There is nothing in this scenario that screams ‘no-go’, but there are some things that make this flight Not Routine:
- The Passengers: Flying with first time passengers will require extra attention from the pilot in preparation and during the flight. Jim will need to break his normal patterns to brief passengers, answer questions and possibly manage unanticipated situations like air sickness or fear and panic.
- The Plan: The lower than normal visibility and the clouds at 800 ft that need to be circumnavigated aren’t beyond Jim’s capabilities, but may make the flight feel more challenging and possibly add some anxiety.
- The Programming: Picking a route through and around the complex Class B and C airspace will require extra attention during the flight.
- The Plan: Flying into a shorter than usual runway can lead to misjudging height and distance from the runway on approach, especially if other distractions occur at the same time.

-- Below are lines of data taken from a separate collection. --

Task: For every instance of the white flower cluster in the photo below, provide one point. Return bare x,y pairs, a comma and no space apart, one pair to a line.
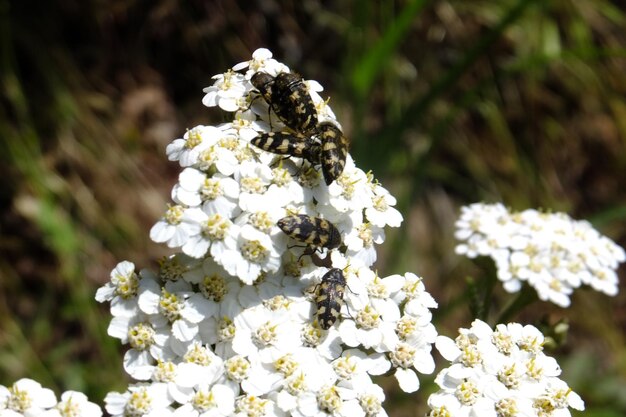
552,252
230,193
500,373
229,326
28,398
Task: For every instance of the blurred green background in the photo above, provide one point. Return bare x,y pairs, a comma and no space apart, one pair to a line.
448,102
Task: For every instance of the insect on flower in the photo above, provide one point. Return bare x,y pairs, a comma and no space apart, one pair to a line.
292,144
334,151
312,231
329,297
289,98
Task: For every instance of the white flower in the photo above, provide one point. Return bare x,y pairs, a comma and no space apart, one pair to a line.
74,404
551,252
140,399
499,372
26,396
229,325
121,290
176,226
255,253
209,401
381,213
261,61
188,149
225,92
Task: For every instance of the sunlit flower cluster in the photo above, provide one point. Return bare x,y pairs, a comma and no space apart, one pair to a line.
229,326
550,251
500,373
28,398
230,193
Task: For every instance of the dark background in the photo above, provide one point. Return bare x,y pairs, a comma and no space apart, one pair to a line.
448,102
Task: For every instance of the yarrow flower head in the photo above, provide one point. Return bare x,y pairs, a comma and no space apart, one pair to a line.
271,307
550,251
28,398
500,373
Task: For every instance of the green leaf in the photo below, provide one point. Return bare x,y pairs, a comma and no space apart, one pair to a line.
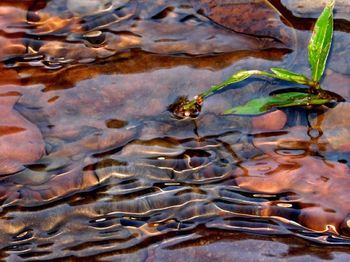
265,104
320,42
235,78
287,75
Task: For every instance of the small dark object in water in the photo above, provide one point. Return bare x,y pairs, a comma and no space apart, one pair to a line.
180,111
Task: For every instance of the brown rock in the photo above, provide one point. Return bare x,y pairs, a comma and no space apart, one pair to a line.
20,141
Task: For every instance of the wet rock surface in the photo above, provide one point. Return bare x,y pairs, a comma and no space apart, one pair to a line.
122,179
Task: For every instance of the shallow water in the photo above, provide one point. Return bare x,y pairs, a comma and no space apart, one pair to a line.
121,178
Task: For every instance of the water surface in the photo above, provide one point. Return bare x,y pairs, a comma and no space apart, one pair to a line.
105,171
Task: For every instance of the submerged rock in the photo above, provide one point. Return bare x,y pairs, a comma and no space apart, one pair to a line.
21,141
335,125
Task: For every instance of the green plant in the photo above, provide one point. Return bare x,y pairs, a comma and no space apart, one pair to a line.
318,50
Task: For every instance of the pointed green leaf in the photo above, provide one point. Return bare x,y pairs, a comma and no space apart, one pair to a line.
320,42
287,75
265,104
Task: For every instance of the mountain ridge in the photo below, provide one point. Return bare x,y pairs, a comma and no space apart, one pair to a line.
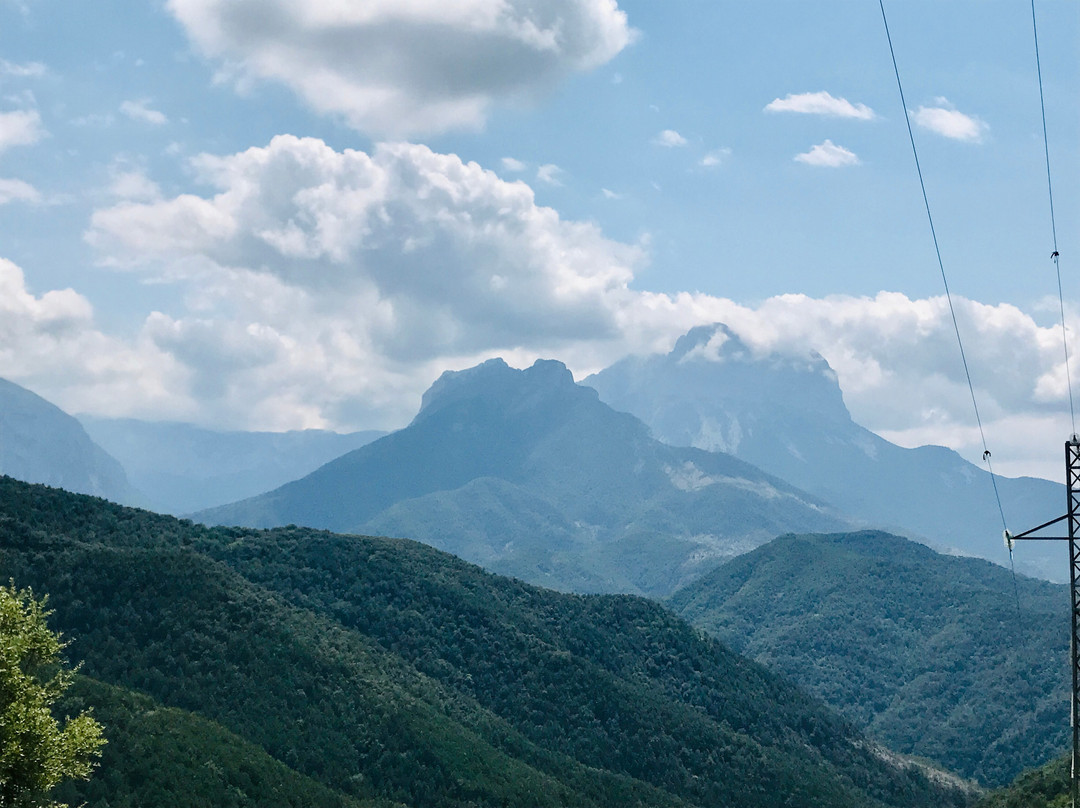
40,443
608,508
785,414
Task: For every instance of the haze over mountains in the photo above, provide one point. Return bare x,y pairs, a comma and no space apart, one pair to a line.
181,468
786,416
531,475
40,443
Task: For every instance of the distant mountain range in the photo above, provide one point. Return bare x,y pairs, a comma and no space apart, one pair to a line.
931,654
40,443
786,416
530,475
340,670
181,468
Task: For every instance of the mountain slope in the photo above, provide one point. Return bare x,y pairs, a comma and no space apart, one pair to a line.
40,443
181,468
387,669
928,652
786,415
164,756
530,475
1047,786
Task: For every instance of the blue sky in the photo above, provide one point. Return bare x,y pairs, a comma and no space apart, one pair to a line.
281,215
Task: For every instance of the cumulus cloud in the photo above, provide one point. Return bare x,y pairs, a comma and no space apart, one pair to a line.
406,66
140,110
900,368
19,128
328,288
16,190
341,279
133,185
25,70
549,174
946,120
827,155
823,104
50,344
715,158
671,138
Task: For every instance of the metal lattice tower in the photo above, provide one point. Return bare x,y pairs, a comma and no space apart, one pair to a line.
1072,517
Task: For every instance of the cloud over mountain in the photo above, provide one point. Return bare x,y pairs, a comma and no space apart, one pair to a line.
406,66
328,288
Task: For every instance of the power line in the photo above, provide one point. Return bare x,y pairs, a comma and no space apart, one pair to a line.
1053,224
941,266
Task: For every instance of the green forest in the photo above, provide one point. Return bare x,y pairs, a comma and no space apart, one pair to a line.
243,667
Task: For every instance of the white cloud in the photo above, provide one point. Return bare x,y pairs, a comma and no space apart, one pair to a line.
671,138
900,367
406,66
16,190
715,158
51,345
823,104
94,119
140,110
133,185
827,155
26,70
19,128
328,288
549,174
947,121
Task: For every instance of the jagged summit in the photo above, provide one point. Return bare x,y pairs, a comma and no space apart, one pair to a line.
40,443
532,475
494,379
785,414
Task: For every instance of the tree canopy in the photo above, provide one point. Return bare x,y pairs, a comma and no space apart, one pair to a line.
37,752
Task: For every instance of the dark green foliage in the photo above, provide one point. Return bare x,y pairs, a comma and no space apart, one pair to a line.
386,669
37,751
164,756
928,652
1043,788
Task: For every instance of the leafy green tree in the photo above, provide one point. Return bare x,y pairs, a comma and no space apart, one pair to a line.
36,752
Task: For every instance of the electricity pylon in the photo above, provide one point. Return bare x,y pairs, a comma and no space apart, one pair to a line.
1072,517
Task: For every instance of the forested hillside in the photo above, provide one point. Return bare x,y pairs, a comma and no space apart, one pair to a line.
386,670
930,654
1047,786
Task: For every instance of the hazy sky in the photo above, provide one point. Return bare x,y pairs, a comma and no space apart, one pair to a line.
285,213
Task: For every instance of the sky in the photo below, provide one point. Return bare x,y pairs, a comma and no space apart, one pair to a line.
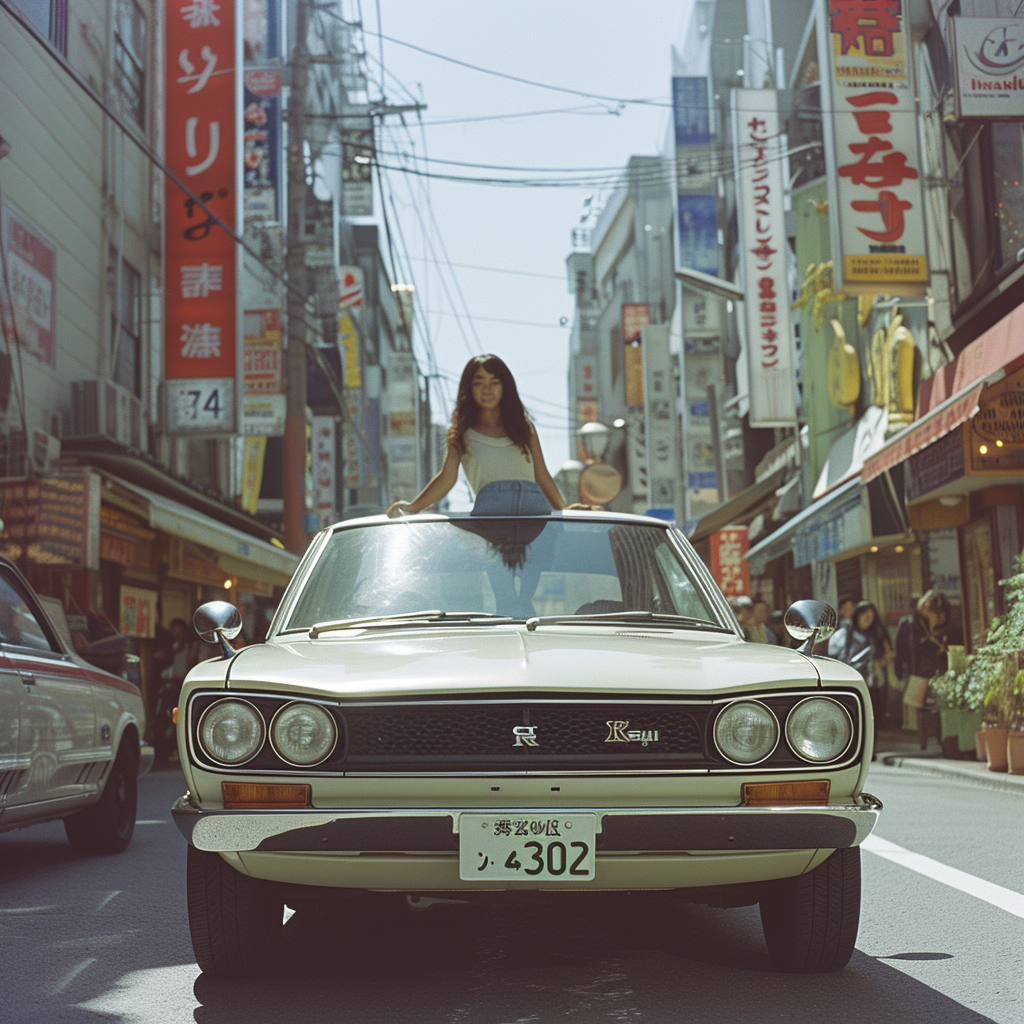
597,46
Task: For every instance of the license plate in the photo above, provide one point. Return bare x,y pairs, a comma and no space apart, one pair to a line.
543,847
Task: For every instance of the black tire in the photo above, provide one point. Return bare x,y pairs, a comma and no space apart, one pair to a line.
810,922
235,921
108,825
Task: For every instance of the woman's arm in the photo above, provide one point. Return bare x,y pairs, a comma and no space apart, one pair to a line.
541,474
441,483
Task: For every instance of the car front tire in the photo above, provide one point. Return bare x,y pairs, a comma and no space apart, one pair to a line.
810,922
235,921
108,825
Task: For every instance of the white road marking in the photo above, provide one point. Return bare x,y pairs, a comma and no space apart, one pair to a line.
108,898
1005,899
73,974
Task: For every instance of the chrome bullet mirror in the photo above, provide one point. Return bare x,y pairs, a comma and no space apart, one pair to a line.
218,622
810,621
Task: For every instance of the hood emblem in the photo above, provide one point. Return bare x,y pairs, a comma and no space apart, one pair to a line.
620,732
525,735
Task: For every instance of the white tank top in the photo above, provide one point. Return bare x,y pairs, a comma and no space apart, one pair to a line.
489,459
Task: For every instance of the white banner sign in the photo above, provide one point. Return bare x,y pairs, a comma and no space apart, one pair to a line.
875,195
989,57
759,147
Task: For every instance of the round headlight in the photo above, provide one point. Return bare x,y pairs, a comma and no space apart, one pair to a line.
747,732
819,729
231,731
303,734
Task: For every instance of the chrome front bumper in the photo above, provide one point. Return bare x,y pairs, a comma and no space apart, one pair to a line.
436,829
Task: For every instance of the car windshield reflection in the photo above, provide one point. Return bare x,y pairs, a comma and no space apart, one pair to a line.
496,569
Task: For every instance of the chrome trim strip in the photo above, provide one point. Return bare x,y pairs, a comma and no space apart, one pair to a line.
235,832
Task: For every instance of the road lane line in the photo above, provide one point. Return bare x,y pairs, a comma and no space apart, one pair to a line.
1005,899
73,974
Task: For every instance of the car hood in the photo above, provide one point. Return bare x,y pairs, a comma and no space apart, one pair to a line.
595,659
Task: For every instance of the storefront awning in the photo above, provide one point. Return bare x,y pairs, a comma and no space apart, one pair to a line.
243,553
730,512
946,417
835,523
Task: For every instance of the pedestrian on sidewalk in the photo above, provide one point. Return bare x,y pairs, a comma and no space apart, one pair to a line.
922,653
862,642
494,439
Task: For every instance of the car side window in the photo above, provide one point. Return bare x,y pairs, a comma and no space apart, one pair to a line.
18,626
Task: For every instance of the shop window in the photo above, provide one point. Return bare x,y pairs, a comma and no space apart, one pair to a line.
129,56
50,17
979,580
126,327
1008,192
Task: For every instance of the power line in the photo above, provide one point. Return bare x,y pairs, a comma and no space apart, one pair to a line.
496,269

If Jim is fully proficient according to his proficiency plan, this will most likely be a very exciting and memorable experience. By spending a little more time in preflight planning, Jim can mentally prepare for and visualize the non-routine parts of the flight. Unanticipated events are still likely to happen, but Jim will have the mental bandwidth to deal with them.
But if Jim’s proficiency has lapsed because perhaps he could not stick to his normal flight frequency, the flight may become very stressful and potentially hazardous. It is not that Jim can’t fly the plane anymore. But it will take more of his mental bandwidth, leaving less to handle the non-routine and unanticipated events.
Because in most cases, that’s what proficiency is all about: having the mental bandwidth to deal with something unexpected when you are really busy, like being vectored to an unfamiliar waypoint, or knowing which way to turn when the runway assignment changes when in close range of the destination airport. Proficiency means that routine duties are mostly delegated to the subconscious, so we can simultaneously focus on navigation, communication and risk management while keeping the shiny side up, the needles centered and the engine humming happily.